SPD und Linke hoffen auf ein Einlenken

Noch 2019 waren sich die im Hallenser Stadtrat vertretenen sechs Fraktionen von Linken, Grünen, SPD, FDP, CDU und Mitbürgern darin einig, daß das 14,5 Millionen Euro teure Gebäude den Namen des kurz zuvor verstorbenen Jähn tragen sollte. Von dieser Einigkeit ist dieser Tage nichts mehr zu spüren. Volksvertretern wie der CDU-Stadträtin Ulrike Wünscher ist plötzlich aufgegangen, daß Jähn nur ins All fliegen durfte, „weil er systemkonform“ gewesen sei. Aber nach einem „herausgehobenen Repräsentanten des DDR-Staates“ dürfe das neue Planetarium, das Ende des Jahres eröffnet werden soll, keinesfalls benannt werden.

Tatsächlich wurde Jähn im August 1980 als „Gesellschaftlicher Mitarbeiter Sicherheit“, Deckname „Falke“, von der Staatssicherheit registriert, und im Juni 1986 als „Inoffizieller Mitarbeiter Sicherheit“, Deckname „Tanja“. Aber es existieren weder eine Verpflichtungserklärung noch Berichte von ihm.

Jähn sei natürlich kein Oppositioneller gewesen, heißt es von seiten der SED-Nachfolger, aber er habe als erster deutscher Kosmonaut zweifellos eine große und symbolträchtige Leistung vollbracht, sagt Eva von Angern, Landtagsfraktionschefin der Linken. Und er habe das „als Akteur des politischen Systems der DDR getan, alles andere wäre auch nicht möglich gewesen“. Deswegen die Benennung des Planetariums nach Jähn abzulehnen sei nicht nachvollziehbar.

Auch die Sozialdemokraten stehen zu Jähn. Dieser sei eine „Symbolfigur der Ostdeutschen und damit auch der gesamtdeutschen Raumfahrt“, findet Kay Senius, SPD-Stadtrat und Kulturausschußvorsitzender. Und auch SPD-Fraktionschef Eric Eigendorf hofft, daß die anderen Fraktionen „ihre ablehnende Meinung überdenken“.

Unversöhnlich zeigt sich Birgit Neumann-Becker. Die Landesbeauftragte zur Aufarbeitung der SED-Diktatur wirft Jähn vor, daß für ihn Demokratie und Freiheitsrechte nie eine Rolle gespielt hätten. Jähn habe sich nie für die Folgen der von ihm gestützten Diktatur interessiert.

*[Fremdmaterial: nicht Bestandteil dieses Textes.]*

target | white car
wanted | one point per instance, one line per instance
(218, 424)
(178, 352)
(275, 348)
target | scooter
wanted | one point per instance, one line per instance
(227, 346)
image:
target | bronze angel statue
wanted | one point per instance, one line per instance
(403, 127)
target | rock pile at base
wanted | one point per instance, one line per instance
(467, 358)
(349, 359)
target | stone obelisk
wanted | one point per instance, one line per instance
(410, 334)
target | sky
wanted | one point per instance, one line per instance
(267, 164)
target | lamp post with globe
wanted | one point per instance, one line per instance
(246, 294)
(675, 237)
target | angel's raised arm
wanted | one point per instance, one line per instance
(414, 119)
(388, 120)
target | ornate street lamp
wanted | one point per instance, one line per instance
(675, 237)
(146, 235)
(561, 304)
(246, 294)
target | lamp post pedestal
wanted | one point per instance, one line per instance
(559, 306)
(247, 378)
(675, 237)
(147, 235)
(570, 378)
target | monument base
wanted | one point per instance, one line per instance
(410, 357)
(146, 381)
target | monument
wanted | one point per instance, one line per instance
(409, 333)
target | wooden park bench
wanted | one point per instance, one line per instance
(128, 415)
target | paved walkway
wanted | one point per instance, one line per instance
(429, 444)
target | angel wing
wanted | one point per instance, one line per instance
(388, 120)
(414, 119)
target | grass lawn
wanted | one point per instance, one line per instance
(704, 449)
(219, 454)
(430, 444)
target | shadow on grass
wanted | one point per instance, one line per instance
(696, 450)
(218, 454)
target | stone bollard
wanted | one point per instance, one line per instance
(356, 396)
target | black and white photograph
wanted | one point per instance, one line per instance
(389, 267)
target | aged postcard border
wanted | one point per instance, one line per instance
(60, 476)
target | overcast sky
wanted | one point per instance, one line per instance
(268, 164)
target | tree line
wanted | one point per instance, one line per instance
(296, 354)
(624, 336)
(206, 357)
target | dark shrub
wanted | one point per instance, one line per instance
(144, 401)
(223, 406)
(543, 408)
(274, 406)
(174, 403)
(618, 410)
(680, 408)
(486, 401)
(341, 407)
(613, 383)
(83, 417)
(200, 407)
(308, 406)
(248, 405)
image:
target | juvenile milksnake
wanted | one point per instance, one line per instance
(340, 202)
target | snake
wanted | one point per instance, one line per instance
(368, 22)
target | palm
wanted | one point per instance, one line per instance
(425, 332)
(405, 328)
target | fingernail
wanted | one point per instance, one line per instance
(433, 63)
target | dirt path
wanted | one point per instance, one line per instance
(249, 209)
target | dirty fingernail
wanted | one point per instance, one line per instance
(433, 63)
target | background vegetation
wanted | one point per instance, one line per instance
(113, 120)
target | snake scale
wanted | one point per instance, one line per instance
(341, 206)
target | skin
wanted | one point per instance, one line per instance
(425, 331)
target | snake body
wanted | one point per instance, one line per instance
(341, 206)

Alle Fraktionen bemühen sich inzwischen um Kompromisse oder Alternativen. SPD und Linke haben angeboten, auf die historische Rolle Jähns in der DDR hinzuweisen. Die CDU möchte das Gebäude nach der US-Astronautin Judith Resnik benennen, einer der Toten der Challenger-Katastrophe von 1986. Die Fraktion „Hauptsache Halle“ plädiert für Neil Armstrong, der als erster Mensch den Mond betrat. Die FDP würde am liebsten die Namensrechte für das Planetarium verkaufen, um mit den Einnahmen eine Stelle für Bildungsangebote zu finanzieren. Aber auch den neutralen Namen „Planetarium Halle (Saale)“ würde man als „guten Kompromiß“ mittragen, so Stadtrat Olaf Schöder. „Lassen wir es bei der Neutralität und heben wir den Namen unserer Stadt hervor“, findet Wolfgang Aldag von den Grünen.

Ende März soll der Stadtrat entscheiden, welchen Namen das Planetarium erhält.